Aslında bu yazıya kedimin yazdığı bu sanatsal ve çok özel kodlamalardan oluşan şiirle başlamayı düşünmüyordum ancak böyle bir şey olmasaydı yazıya başlayamayacaktım belki de.

Her ne kadar yukarıdaki e s t e t i k şiirin karmaşık bir yapısı varmış gibi görünse de oluşum şekli elimdeki kolayı yemek zannedip, ki her şeyi yemek zanneder, üzerime atlamasıyladır. "Açım.", "Bana yemek ver seni koca popo." ya da "Aha. İnsan süprüntüsü bana bir şey getirdi." şeklinde yorumlanabillir bu iki dize. Neyse ki bu şiddetli dizelerden ne klavyem ne de kolam zarar gördü.

Çok mutluyum. Bu mutluluğu anlayamazsınız.

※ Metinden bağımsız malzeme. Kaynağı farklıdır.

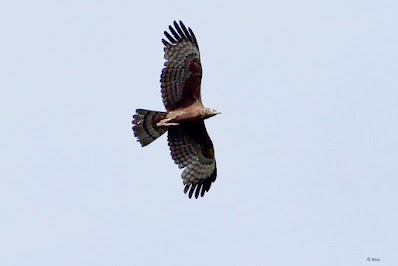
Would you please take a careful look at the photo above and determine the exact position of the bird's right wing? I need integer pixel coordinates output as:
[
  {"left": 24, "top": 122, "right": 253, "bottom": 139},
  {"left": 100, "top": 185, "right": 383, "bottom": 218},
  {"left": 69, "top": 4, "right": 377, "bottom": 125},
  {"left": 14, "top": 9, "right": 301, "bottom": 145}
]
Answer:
[{"left": 161, "top": 21, "right": 202, "bottom": 111}]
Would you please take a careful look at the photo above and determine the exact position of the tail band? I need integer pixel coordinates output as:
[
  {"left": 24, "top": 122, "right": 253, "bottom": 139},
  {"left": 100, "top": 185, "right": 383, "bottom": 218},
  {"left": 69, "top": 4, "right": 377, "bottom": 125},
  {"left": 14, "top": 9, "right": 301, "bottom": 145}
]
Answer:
[{"left": 132, "top": 109, "right": 167, "bottom": 146}]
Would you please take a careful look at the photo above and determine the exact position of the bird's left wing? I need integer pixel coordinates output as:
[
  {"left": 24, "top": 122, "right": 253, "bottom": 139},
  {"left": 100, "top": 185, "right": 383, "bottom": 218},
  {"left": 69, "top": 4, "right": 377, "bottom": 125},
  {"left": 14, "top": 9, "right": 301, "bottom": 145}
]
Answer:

Şaşırtıcıdır ki şu sıralar beni mutlu eden birden fazla şey var. Ve hiç şaşırtıcı değildir ki çoğunu ben kendi kendime yaptım. Çünkü insanlar bencil. Çünkü insanlar düşüncesiz.
Siz üzerinize alınmayın. Sizden bahsetseydim bunu okumuyor olurdunuz ve arkanızdan konuşulduğundan haberiniz olmazdı.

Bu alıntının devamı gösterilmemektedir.